By seeing how the movie is themed, you’ll figure that it doesn’t just stop at challenging our thinking about education, but it flows in the direction of our career viewpoints. And just as cleverly as it does with the education theme, 3 Idiots sets an encouraging tone in telling that we can do what we really want to do, allowing us to shun all the societal expectations and molds shaped for us. “Make your passion your profession,” Rancho said. For him, this sets the ground for a fulfilling career, because when you’re happy with what you’re doing, “work becomes play.” This is not to say, though, that slipping into mediocrity is an option; excellence should always be part of the equation. “Pursue excellence, and success will follow you” is a reminder from Rancho, which I think summarizes the whole point of the movie.
The plot, albeit ultra multilayered, allows us to step back and rethink our choices. This is the movie for the young who are on the road to deciding on their future, but this is also the movie for the not-so-young who yearn for a push and a little reminder. It comes to grips with the usual, not to mention standard, measure of success and brings us all back to the basic of things.
Headlining a universal yet largely considered impractical core message, 3 Idiots took some risks. But the risks were overshadowed by a solid, light-hearted storytelling such that the movie is not in the least preachy even if it had the potential to be so. It gently talks to your heart, and with your heart you will respond. There lies the magic of the movie.
If you know me and what I’ve been through career-wise, you’ll easily see that 3 Idiots is my personal movie. It resonates with me and kind of affirms that I made the right decision. “Who cares what the world says? I’m gonna do what I think I want to do all my life, even if this means less money, even if this unpopular decision makes me significantly unpopular.” At the end of the day, it’s me who’s going to live with my choices, and ultimately, it’s me who’s going to answer the nagging question “Am I happy?”

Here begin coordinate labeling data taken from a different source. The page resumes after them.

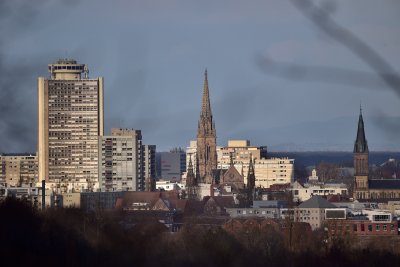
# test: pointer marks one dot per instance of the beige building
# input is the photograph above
(70, 121)
(304, 192)
(267, 171)
(18, 169)
(312, 211)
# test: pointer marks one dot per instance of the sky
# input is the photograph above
(277, 76)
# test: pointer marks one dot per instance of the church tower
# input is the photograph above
(251, 179)
(191, 182)
(360, 156)
(206, 139)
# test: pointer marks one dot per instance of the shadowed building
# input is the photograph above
(206, 139)
(365, 188)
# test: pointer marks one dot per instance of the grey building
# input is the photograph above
(70, 121)
(171, 164)
(121, 160)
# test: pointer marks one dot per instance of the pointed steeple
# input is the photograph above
(206, 138)
(206, 106)
(360, 145)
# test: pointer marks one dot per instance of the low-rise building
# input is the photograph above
(312, 211)
(304, 192)
(18, 169)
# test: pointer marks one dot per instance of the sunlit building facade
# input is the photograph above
(70, 122)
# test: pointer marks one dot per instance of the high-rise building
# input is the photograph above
(171, 164)
(18, 169)
(70, 121)
(121, 160)
(206, 157)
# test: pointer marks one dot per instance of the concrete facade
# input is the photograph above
(120, 156)
(70, 121)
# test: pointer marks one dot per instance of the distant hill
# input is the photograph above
(340, 158)
(337, 134)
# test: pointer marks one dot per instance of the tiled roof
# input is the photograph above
(316, 202)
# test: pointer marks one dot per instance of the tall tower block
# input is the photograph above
(70, 121)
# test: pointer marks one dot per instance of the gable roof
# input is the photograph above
(316, 202)
(233, 171)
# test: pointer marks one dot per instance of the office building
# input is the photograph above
(70, 121)
(171, 164)
(121, 157)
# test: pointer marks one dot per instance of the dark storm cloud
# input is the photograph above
(383, 75)
(320, 16)
(18, 89)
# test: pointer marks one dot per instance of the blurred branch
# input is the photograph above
(322, 19)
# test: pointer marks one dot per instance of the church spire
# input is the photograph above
(206, 107)
(206, 138)
(360, 145)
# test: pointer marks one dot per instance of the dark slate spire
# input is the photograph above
(360, 146)
(206, 138)
(206, 107)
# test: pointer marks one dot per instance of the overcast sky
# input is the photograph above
(152, 55)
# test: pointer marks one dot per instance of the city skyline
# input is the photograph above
(153, 69)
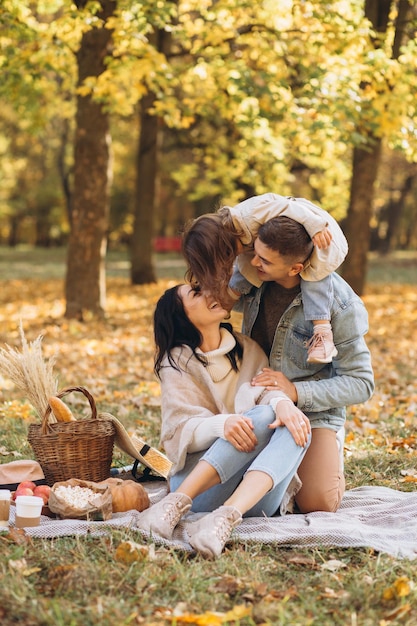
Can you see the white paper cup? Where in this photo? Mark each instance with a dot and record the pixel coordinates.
(28, 511)
(5, 495)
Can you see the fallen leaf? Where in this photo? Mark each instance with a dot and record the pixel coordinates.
(333, 565)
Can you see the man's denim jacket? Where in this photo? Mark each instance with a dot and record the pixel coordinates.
(324, 390)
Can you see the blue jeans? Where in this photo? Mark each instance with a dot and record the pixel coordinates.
(317, 298)
(276, 454)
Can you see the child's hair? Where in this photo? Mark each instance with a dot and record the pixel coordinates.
(209, 246)
(172, 329)
(288, 237)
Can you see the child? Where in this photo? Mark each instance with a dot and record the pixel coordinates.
(213, 242)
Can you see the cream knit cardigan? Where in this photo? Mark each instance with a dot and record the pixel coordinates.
(189, 396)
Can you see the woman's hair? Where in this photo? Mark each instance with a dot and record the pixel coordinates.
(172, 329)
(209, 246)
(287, 237)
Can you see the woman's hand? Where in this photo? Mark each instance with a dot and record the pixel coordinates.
(297, 423)
(238, 430)
(275, 380)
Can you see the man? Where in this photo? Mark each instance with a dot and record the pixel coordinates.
(273, 316)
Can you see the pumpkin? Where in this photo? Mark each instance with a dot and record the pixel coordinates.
(127, 495)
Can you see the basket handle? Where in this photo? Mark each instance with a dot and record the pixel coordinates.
(61, 394)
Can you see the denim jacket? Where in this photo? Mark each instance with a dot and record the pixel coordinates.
(324, 389)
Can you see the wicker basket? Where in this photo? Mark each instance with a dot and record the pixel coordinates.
(80, 449)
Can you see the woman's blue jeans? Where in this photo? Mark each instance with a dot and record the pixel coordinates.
(276, 454)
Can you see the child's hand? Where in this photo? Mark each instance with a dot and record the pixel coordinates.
(323, 239)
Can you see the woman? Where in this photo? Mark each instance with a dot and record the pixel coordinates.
(235, 448)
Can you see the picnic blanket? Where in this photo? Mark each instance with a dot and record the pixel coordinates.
(369, 517)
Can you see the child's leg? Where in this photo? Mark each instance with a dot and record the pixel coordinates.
(317, 297)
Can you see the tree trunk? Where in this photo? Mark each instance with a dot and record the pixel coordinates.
(366, 162)
(357, 225)
(142, 270)
(85, 288)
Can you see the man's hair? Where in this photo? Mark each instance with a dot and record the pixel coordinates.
(287, 237)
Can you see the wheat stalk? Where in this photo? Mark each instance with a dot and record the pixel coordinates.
(28, 370)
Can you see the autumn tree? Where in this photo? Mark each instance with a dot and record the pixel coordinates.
(366, 157)
(85, 279)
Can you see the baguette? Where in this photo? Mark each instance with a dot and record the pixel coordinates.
(60, 410)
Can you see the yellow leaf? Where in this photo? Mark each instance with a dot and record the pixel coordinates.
(128, 552)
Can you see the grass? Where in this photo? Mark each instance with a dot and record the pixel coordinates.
(77, 581)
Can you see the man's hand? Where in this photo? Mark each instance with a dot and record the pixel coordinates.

For its convincing and powerful cast performances (especially of Indian superstar Aamir Khan playing Rancho), memorable songs, lovely dances, well-organized plot, brilliant script, and genius directing of Rajkumar Hirani, 3 Idiots made hard-to-surpass blockbuster records in India and overseas markets. And for its plot laden with intelligent and valuable messages, it won my heart. I’m in love with it in the way a 16-year-old is with a high school jock. And yes, I’m shamelessly announcing it, ’cause I don’t think it is enough to say it is now officially one of my favorite movies.
Different and enjoyable cinematic experience 3 Idiots is. And unarguably, it is one of the best and most thought-provoking movies in recent history. But I’m hoping that this unbelievably charming masterpiece didn’t only fulfill its entertainment duty but, in its own comical yet heart-tugging way, managed to inspire plenty of viewers to review their choices, pursue what they love, and break free from the uptight and stifling standards.
Why, by the way, were Farhan and Raju looking for Rancho? And where was he? That you have to find out. Find a copy of 3 Idiots or watch it online. I’m sure you’ll love its genius.